RALEIGH, N.C. (AP) — One current and three former U.S. Army soldiers have been sentenced for their involvement in a bribery scheme in Afghanistan that resulted in the theft of more than $10 million worth of fuel, federal prosecutors announced.
The U.S. Department of Justice said Tuesday that each of the four men was sentenced in U.S. District Court in Raleigh, North Carolina. They each had pleaded guilty to conspiracy and bribery.
Of the four, Jeffery B. Edmondson, 38, of Fayetteville, North Carolina, was identified as the senior enlisted member of the unit who supervised his co-conspirators. He was sentenced to eight years in prison, the announcement said.
Among the remaining three, Christopher Ciampa, 33, of Lillington, North Carolina, received the harshest sentence, getting 10 years in prison, prosecutors said. Officials also said Enmanual Lugo, 32, of Ocean Township, New Jersey, was sentenced to four years in prison. Geoffrey Montague, 39, also of Fayetteville, was a senior enlisted member of the unit who reported to Edmondson, and was sentenced to five years in prison, prosecutors said.

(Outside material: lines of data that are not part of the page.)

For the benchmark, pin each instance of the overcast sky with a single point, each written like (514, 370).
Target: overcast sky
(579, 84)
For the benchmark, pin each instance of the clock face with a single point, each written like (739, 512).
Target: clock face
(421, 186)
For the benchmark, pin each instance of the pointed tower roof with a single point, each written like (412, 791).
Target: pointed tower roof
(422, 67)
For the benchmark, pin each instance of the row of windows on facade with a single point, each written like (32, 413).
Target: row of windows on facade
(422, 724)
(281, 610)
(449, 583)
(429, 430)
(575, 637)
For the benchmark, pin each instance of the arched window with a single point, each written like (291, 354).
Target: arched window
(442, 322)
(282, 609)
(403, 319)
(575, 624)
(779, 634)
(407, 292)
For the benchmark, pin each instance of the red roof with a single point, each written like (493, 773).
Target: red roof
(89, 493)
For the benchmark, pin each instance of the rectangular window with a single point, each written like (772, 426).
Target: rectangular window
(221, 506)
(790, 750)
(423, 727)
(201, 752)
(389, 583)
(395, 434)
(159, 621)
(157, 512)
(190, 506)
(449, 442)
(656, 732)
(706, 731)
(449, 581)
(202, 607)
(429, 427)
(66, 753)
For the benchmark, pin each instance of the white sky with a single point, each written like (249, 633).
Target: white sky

In 2011, the four men were serving with the 3rd Special Forces Group Service Detachment deployed to Kandahar Air Field in Afghanistan. During the deployment, the defendants were responsible for managing requests for fuel and other items in support of military units in Afghanistan paid for by the U.S. government.
The men acknowledged that fake requests for thousands of gallons of fuel were submitted that were neither necessary nor used by military units. They admitted that in return for cash bribes, all of the requests were awarded to the same Afghan trucking company, which used the fake requests to download fuel from depots on Kandahar Air Field and then sold the fuel on the black market.
The defendants admitted to sending some of the money to the U.S. either by wire transfer or hidden in personal items, and transported cash back to the U.S. either on their person or in their luggage, according to prosecutors.
The Justice Department said, in addition, that Edmondson and Ciampa admitted to using the money to buy cars.